I risultati del 2025 hanno lasciato sensazioni contrastanti ma complessivamente incoraggianti attorno all’Italia del rugby. Nel Sei Nazioni 2025 gli azzurri hanno alternato prestazioni solide a momenti di inevitabile difficoltà, mostrando però un’identità più chiara rispetto al passato. Nei test match estivi e soprattutto in quelli autunnali si è vista una squadra più organizzata, capace di competere per larghi tratti anche contro avversari di alto livello. Non tutto è stato lineare, ma il percorso intrapreso sembra finalmente avere una direzione precisa.
Gran parte del merito va attribuito all’arrivo di Gonzalo Quesada, che ha portato metodo, chiarezza tattica e una gestione più moderna del gruppo. L’Italia appare più disciplinata, più concreta nelle fasi statiche e meno fragile mentalmente nei momenti chiave delle partite. La storica vittoria contro l’Australia a novembre è stata il simbolo di questa nuova fase: non solo un exploit isolato, ma una prova di maturità, costruita su difesa, pazienza e capacità di colpire al momento giusto. Un successo che ha ridato fiducia all’ambiente e ha rafforzato la percezione internazionale degli azzurri.
Detto questo, il cammino verso il Sei Nazioni 2026 resta estremamente complesso.

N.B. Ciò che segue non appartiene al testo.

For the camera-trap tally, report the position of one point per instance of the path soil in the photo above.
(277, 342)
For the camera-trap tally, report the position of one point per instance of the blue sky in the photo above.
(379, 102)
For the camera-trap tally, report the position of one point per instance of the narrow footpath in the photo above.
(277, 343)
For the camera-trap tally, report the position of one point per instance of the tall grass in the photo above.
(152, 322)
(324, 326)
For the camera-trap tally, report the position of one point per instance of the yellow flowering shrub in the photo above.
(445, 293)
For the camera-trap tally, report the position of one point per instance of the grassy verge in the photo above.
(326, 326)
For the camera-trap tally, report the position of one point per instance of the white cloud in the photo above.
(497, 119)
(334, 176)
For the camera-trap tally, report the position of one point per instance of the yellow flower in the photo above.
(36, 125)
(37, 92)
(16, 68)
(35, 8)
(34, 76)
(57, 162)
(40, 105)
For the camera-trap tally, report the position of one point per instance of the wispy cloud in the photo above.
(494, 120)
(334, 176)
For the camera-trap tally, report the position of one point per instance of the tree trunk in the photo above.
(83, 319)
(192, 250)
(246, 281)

Le avversarie sono sempre temibili e, sulla carta, almeno Francia, Inghilterra e Irlanda partono ancora un gradino sopra l’Italia per profondità di rosa, esperienza e continuità ad altissimo livello. Per gli azzurri la vera sfida non sarà tanto battere una big una volta, quanto riuscire a mantenere standard elevati partita dopo partita, evitando quei passaggi a vuoto che in passato hanno spesso vanificato i progressi.
In questo senso, la qualità individuale rappresenta un fattore decisivo. Giocatori come Menoncello, sempre più leader nel reparto arretrato, Zuliani e Ruzza, colonne fisiche e mentali della terza e della seconda linea, Ioane con la sua imprevedibilità e Capuozzo con il talento capace di cambiare l’inerzia di una gara, sono il patrimonio su cui costruire il salto di qualità. Se questi elementi riusciranno a esprimersi con continuità all’interno di un sistema solido, l’Italia potrà presentarsi al Sei Nazioni 2026 non più come una squadra in crescita, ma come una nazionale pronta a mettere seriamente in discussione le gerarchie.